Mungkin kah mereka akan dipisahkan? atau jangan-jangan uncle nya bakal di hajar daddy nya habis-habisan.


Dulu sebelum pindah ke Jakarta seorang teman laki-laki nya pernah memberikan pernyataan cinta kepada vio lewat hp dan tidak sengaja di baca oleh daddy nya, bayangkan apa yang dilakukan daddy nya lakukan di keesokan harinya, sang daddy mendatangi anak itu dan memberikan ancaman yang begitu mengerikan.

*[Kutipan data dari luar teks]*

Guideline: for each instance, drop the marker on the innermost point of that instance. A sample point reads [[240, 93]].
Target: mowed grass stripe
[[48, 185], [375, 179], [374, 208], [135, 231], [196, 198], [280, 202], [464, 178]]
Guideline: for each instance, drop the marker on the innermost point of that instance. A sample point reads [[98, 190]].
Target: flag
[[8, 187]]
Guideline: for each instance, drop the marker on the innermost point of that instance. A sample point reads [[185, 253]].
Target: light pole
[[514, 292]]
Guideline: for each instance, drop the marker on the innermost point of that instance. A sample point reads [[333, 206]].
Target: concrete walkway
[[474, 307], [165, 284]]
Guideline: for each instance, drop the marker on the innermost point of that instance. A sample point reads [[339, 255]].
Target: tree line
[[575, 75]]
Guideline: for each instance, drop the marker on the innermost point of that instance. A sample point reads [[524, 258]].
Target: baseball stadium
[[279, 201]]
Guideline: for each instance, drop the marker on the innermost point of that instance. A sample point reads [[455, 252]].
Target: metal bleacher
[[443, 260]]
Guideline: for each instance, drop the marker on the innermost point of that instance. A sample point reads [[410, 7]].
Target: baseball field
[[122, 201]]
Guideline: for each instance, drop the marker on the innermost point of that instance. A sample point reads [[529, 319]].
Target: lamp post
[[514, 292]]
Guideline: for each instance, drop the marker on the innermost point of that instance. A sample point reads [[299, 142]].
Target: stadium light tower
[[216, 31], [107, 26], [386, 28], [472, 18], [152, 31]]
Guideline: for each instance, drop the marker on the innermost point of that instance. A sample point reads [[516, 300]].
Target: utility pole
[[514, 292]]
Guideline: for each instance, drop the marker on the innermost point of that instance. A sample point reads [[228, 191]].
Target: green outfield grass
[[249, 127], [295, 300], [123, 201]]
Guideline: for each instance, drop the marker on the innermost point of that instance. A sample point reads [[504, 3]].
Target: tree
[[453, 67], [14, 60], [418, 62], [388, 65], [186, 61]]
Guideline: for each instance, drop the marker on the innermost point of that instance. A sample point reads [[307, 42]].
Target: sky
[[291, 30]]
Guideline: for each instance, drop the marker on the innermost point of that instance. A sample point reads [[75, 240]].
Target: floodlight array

Bahkan saat ada anak laki-laki yang dengan berani bicara kotor pada nya, sang Daddy nya tidak enggan menghajar orang tersebut, yang jadi pertanyaan sekarang jika Daddy nya tahu dia dan uncle nya menikah apa yang akan dilakukan daddy nya kepada Uncle Edo dan dirinya?.

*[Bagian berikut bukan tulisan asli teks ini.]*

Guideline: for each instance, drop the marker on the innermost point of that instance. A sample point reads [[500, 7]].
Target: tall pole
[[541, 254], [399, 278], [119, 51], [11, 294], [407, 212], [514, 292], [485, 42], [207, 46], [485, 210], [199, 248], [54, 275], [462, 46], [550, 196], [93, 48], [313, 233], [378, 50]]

Sejenak vio menghela pelan nafasnya.


"Do titip vio, ingat jangan percaya sama laki-laki manapun buat ngajak vio kemana-mana meskipun dengan alasan sekolah"


Mommy Vio bicara Cepat.


"Iya kak"


"Perhatikan baik-baik, ingat jangan Sampai lepas pengawasan, kalau sesuatu yang buruk terjadi sama Vio, kami yang kakak Hajar pertama sekali"


Ancam sang kakak ipar.


Edo hanya mengangguk sambil berusaha mengembangkan senyuman nya.


Lantas sang kakak ipar langsung merangkul erat tubuh Edo, dia memukul-mukul punggung Edo untuk beberapa waktu.


"Aku percayakan vio pada kamu, do"


Dan Edo jelas hanya bisa menelan salivanya sambil menarik pelan nafasnya.


Maafkan aku!.


kata-kata itu hanya mampu diucapkan di dalam hatinya, Edo pikir apa yang akan terjadi saat kedua orang yang begitu menyayanginya dan mempercayai nya itu tahu soal hubungan mereka yang sebenarnya.


Edo benar-benar merasa telah mengkhianati kepercayaan sang kakak dan kakak ipar nya saat ini.


Lantas setelah kedua orang itu telah melesat pergi dari hadapan Vio dan Edo, sejenak mereka saling menatap antara satu dan yang lainnya.


"Kita akan menunggu kamu hingga kelulusan SMA, setelah itu uncle akan mengumumkannya hubungan kita"


ucap Edo pelan sambil membelai lembut rambut vio.


"saat ini mari melewati hubungan ini tanpa diketahui oleh Mommy dan Daddy kamu, dan Mari mengunjungi grandma dan Grandpa di akhir pekan minggu ini"


Vio menganggukkan pelan kepalanya sambil melemparkan senyuman indahnya.


Seketika Edo langsung memeluk tubuh Vio untuk waktu yang begitu lama.


"Sekarang katakan pada ku, makanan apa yang ingin kamu makan untuk menu makan malam?"


Tanya Edo cepat.


"Bagaimana jika makanan Jepang?"


Vio berkata cepat sambil memiringkan kepalanya.


"Baiklah kita akan ke restoran Jepang"


Ucap Edo lantas langsung merangkul erat tubuh vio, Mereka berjalan menuju ke area parkiran bandara kemudian keluar untuk mencari menu makan malam.